U.S. applauds T+1, in no hurry for T+0

Shorter settlement cycle has succeeded in reducing risk, freeing up capital

By James Langton, Reporter, Investment Executive

The move to shorten securities settlement from T+2 (trade day plus two days) to T+1 has been a success, but there is no rush to go to T+0, according to the U.S. securities industry trade group.

In a joint report released Thursday, the U.S. Securities Industry and Financial Markets Association (SIFMA), the Investment Company Institute (ICI) and The Depository Trust & Clearing Corporation (DTCC) said the transition to a shorter settlement cycle has succeeded at reducing settlement risk in U.S. securities markets.

According to the report, the move to T+1 — which took place in the U.S., Canada, and a handful of other markets in May of this year — has reduced the usage of the NSCC Clearing Fund by about 20% on average, resulted in 95% of trades being affirmed on the trade date, up from 73% in January, and the trade failure rates have remained consistent with the T+2 settlement environment.

“Ultimately, T+1 has provided the appropriate balance between increasing efficiencies and mitigating risk for the industry,” the group said. “Firms now can make better use of their capital and resources while promoting financial stability.”

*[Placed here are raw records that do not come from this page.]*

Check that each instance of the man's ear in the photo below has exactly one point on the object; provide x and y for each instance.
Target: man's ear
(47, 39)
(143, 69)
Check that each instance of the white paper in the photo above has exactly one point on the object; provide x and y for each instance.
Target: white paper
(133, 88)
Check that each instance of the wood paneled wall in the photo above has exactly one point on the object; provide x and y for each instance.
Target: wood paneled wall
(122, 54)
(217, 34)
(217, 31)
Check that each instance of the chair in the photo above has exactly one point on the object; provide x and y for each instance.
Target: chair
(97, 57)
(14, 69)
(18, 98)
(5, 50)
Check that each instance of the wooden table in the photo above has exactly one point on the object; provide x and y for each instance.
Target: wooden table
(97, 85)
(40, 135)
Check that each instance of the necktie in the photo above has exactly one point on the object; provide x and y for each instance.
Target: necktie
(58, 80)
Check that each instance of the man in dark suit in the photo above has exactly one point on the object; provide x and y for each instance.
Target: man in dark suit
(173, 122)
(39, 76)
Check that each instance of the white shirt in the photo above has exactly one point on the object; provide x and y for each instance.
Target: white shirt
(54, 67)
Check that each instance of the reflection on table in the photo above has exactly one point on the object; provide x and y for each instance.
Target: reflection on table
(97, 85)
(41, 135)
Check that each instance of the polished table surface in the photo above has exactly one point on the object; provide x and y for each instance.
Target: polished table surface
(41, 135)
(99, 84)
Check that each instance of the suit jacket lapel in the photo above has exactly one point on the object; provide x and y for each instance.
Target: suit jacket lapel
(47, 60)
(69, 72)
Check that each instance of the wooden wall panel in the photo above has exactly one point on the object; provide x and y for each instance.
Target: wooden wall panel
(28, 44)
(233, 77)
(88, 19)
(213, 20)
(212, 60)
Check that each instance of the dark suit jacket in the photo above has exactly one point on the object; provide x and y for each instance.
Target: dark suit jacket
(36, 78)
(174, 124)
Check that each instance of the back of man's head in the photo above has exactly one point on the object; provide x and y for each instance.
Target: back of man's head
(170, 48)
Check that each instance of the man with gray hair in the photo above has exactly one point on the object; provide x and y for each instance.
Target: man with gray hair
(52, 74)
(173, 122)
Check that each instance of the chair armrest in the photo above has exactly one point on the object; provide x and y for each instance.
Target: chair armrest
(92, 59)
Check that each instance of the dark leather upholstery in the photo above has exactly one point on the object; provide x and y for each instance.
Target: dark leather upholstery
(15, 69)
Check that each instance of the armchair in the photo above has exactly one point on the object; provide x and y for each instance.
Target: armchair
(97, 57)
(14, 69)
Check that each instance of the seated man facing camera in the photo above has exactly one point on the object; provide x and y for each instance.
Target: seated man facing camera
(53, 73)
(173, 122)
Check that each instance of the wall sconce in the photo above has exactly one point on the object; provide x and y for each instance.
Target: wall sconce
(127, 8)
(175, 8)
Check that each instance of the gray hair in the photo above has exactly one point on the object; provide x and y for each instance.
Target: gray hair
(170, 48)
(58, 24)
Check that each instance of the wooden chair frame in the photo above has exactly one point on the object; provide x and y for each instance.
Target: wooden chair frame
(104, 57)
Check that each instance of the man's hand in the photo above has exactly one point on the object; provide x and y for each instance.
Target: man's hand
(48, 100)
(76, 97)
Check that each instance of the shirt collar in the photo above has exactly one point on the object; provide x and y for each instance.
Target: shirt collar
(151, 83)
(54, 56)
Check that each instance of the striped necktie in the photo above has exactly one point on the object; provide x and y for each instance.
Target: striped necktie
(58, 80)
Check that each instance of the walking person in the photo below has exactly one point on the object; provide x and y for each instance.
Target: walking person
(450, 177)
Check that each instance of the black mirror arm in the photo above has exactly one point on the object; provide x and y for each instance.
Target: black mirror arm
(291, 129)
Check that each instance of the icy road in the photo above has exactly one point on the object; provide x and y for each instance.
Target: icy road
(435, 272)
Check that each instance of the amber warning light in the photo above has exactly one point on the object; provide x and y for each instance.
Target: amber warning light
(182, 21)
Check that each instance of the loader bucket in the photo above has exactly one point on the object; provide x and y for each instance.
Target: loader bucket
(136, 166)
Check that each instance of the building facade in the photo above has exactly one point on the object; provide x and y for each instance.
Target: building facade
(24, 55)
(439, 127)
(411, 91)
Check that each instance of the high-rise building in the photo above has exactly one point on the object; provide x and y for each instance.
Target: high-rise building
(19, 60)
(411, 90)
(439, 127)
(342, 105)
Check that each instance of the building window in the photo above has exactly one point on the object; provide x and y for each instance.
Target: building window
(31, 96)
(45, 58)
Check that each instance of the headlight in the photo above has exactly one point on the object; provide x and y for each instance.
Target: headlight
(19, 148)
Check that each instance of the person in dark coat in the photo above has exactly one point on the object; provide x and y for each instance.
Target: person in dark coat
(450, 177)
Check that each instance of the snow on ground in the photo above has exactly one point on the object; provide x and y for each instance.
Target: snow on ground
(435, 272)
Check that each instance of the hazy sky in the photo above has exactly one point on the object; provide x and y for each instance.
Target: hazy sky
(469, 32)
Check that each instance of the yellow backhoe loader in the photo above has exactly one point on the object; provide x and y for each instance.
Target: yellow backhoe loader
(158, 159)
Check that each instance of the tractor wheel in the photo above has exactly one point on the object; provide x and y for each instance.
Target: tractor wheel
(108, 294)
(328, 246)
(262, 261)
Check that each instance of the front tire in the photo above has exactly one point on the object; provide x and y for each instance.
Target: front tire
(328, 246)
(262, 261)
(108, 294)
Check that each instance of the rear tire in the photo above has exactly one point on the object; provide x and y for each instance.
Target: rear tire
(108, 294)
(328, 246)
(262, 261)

Despite the industry’s satisfaction with the move to T+1, the groups stressed this doesn’t imply that the industry should move to T+0 anytime soon.

Further reducing the settlement cycle “would require a comprehensive independent review,” the report said.
“The industry consensus is that accelerating to T+0 is premature. It would require costly and extensive changes to market operations, potentially increasing risks for both institutional and retail customers. Any action towards T+0 should be preceded by an extensive cost-benefit and risk analysis to validate the perceived benefits outweigh the risks and costs,” the groups said.

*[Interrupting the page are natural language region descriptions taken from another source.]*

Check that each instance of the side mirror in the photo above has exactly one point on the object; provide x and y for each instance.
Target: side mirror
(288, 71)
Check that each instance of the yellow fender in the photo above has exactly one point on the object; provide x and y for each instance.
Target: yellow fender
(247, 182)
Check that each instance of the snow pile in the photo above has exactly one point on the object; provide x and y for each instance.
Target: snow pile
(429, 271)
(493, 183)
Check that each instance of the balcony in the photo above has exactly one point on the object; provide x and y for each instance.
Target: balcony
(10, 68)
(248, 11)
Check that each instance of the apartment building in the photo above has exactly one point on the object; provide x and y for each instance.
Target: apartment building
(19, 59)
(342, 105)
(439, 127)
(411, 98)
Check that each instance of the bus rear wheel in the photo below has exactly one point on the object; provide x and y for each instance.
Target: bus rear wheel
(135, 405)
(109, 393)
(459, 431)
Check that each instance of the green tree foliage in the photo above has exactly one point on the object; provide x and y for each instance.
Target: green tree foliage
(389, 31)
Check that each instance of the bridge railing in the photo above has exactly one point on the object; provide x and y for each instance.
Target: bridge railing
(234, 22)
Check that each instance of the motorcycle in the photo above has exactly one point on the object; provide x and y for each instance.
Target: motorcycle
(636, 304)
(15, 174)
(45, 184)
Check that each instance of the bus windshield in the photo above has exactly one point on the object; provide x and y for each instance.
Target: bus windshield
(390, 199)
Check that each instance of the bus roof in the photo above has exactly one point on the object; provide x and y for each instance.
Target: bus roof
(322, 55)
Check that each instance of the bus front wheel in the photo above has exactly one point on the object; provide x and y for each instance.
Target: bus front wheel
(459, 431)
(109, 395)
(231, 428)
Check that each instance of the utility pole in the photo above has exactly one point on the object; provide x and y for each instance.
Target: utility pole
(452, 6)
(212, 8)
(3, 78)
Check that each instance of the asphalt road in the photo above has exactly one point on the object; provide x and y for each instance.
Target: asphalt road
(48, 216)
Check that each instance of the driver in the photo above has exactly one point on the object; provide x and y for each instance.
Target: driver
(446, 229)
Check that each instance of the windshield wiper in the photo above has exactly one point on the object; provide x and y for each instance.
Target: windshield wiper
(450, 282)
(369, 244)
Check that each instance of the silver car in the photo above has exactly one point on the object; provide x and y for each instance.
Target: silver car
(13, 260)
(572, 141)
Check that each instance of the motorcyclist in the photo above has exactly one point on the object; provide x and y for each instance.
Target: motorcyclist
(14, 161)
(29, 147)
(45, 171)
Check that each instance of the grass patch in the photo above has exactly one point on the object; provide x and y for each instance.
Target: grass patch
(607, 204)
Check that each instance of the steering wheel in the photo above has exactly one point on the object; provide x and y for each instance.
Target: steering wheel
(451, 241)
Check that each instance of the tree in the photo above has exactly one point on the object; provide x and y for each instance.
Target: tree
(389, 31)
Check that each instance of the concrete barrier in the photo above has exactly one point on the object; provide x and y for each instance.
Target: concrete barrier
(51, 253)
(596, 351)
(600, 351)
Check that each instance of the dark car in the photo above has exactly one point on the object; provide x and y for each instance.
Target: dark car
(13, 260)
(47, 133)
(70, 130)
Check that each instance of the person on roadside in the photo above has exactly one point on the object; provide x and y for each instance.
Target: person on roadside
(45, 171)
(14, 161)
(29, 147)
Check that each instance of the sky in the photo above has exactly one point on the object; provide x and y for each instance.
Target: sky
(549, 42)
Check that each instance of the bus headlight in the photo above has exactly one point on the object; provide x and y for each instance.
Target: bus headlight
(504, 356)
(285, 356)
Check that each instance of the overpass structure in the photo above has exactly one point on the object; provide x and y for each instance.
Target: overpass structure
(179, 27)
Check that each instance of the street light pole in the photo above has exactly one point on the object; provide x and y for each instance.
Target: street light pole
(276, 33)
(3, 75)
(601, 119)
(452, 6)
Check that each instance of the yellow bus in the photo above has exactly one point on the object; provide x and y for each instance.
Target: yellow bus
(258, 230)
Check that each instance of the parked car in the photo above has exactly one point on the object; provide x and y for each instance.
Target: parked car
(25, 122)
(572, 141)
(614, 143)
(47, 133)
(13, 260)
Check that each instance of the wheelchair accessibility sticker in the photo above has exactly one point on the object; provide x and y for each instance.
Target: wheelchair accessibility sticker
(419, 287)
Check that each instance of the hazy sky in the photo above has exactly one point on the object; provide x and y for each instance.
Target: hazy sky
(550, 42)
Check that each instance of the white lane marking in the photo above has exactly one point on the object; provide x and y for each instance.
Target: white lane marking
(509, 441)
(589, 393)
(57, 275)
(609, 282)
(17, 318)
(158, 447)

While past efforts to reduce the securities settlement cycle have meant speeding up existing processes, adopting T+0 would likely require a “fundamental reinvention of a range of products and processes across the trade lifecycle,” the report said, which could prove disruptive to critical market functions.

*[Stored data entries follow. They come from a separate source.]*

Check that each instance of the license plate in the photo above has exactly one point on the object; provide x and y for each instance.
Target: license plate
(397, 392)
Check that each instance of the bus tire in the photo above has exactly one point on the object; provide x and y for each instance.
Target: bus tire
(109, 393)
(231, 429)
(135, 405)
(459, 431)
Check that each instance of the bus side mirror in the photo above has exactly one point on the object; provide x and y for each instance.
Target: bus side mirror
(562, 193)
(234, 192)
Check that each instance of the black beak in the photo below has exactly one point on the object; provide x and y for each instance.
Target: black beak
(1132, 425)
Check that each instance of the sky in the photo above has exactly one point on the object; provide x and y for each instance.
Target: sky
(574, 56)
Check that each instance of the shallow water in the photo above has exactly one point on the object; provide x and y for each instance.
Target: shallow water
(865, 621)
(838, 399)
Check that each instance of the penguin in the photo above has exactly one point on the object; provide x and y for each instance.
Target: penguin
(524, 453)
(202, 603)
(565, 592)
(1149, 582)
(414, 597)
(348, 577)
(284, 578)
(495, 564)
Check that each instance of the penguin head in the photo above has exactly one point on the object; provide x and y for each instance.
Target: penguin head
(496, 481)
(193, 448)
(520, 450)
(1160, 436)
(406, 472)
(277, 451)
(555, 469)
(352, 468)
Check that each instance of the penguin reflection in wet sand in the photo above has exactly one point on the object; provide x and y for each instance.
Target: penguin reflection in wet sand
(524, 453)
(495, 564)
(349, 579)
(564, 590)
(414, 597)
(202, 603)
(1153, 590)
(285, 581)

Additionally, a move to T+0 could intensify operational challenges stemming from the use of different settlement cycles in major markets — with the U.K., Europe and certain Asian markets still operating in T+2.

“Key infrastructure like foreign currency exchange … could become increasingly disconnected from what is necessary to facilitate effective same-day settlement in the U.S.,” the report said.

Instead of starting work on a possible move to T+0, the industry and policymakers should focus on harmonizing at T+1 settlement with the rest of the world, the groups suggested.